That wasn't colonialism though.


What defines colonialism in your view? That it happens outside of Europe?


That's the whole problem with all this 'colonialism' talk. Colonialism is an invention of European scholars and today we somehow want to make it uniquely European.

Taking over other places around you and politically dominating it is as old as history.

You can't use colonialism as an explanation for anything because in the whole world there were wars and people taking over their neighbors.

Its a matter of linguistics and historiography when we use the term 'colony'.


I agree with you.

I believe it's important to acknowledge a distinction between, as you say, politically dominating a region with an intention of expanding the home country and depleting a region of its wealth, exporting it away while imposing an administration with no willingness to co-operate with local population other than for the purposes of wealth extraction.

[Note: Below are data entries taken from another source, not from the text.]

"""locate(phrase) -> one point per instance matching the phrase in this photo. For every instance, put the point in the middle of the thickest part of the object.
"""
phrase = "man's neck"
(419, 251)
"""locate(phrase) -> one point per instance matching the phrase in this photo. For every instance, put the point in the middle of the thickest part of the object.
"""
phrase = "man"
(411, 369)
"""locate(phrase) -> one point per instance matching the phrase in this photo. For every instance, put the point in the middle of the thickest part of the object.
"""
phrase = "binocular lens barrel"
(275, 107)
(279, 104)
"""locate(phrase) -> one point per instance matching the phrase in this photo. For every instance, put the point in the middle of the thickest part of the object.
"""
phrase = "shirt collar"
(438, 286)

Pretty much all invasions start with taking over resources and the longer they are part of your empire, it will become more integrated it becomes. And in a time of kingship and emperors most regions never got series political representation.

And its also a limited history of colonialism to claim its only wealth extraction above and beyond what other empires would do.

> while imposing an administration with no willingness to co-operate with local population

If anything Europeans because of their limited population had more intensive to do so.

The British take over of much of India was literally a vastly majority Indian affair. The war was fought by Indian troops, supplied by Indian merchants and farmers, it was financed by taking loans from Indian bankers. The amount of British people involved were almost vanishingly small given the size of India.

Did Indians have more control over involvement over India then Greeks did over Greece in the Ottoman empire?

I don't think you can make any generalization that European invasions of other countries were uniquely destructive or extractive compared to world history. There are certainty cases like Kind Leopold's regime in Congo but we can't reduce 600 years of European history to that.


That the colonial power aims to stay/settle/control in the lands conquered, and extract something from them/trade with or from them.

The Swedish in the Thirty years war didn't intend to settle or claim the lands they were fighting in - they just fought against a religious enemy and for power/influence/French money. ( Pomerania is somewhat of an exception).